Takeaway: The best solutions layered safe process execution with strict allow‑lists and rate limits, eliminating shell‑injection vectors.
Cost Analysis
Running all three scenarios across the six models cost approximately $181 in total. The ImageMagick case was the most expensive due to the length of the model outputs. The Node.js merge scenario was the cheapest, averaging $0.60 per evaluation (about $0.10 per model run).
Budget Recommendations:
- For bulk scanning where cost matters, Gemini 2.5 Pro or OpenAI o1 deliver 90‑95 % of GPT‑5’s quality at roughly 72 % lower cost.
- For high‑risk domains (financial, health data, privileged APIs), the extra expense of GPT‑5 is justified by its maximalist guardrails.
- For general OASP‑style reviews, Claude Sonnet 4.5 offers a strong balance of coverage and affordability.
Pragmatic Recommendations
- Critical Systems: Deploy GPT‑5. Its layered defenses and exhaustive fixes make it worth the premium.

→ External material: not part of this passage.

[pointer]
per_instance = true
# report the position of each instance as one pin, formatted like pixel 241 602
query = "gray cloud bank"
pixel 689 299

- High‑Volume, Low‑Risk Scans: Choose Gemini 2.5 Pro or OpenAI o1 to achieve near‑top performance with a fraction of the cost.
- Middle Ground: Claude Sonnet 4.5 provides solid protection on familiar patterns while staying budget‑friendly.
- Maintainability Matters: The human reviewers favored OpenAI o1 because its fixes were concise, readable within 15 minutes, and still addressed the most complex scenarios.
The key insight is that the most perfect solution isn’t always the best long‑term choice. A slightly less comprehensive fix that is easy to understand and maintain can be more valuable in a fast‑moving development environment.
Conclusion
The Kilo Code benchmark demonstrates that modern LLMs have reached a level where all six models reliably detect security‑critical bugs. The differentiators now lie in how thorough the fixes are, the depth of layered guardrails, and the total cost of execution.
- GPT‑5 leads on technical depth and safety, ideal for mission‑critical code.
- OpenAI o1 strikes a pragmatic balance of readability, robustness, and cost.
- Gemini 2.5 Pro and Claude Sonnet 4.5 serve as capable workhorses for everyday code hygiene.
When integrating LLMs into your pull‑request workflow, match the model to the mission: prioritize maximal security for high‑impact services, and opt for cost‑effective models where speed and volume dominate.
By treating LLMs as assistive reviewers rather than oracle replacements, engineering teams can harness their strengths while mitigating maintenance overhead—delivering safer code at scale.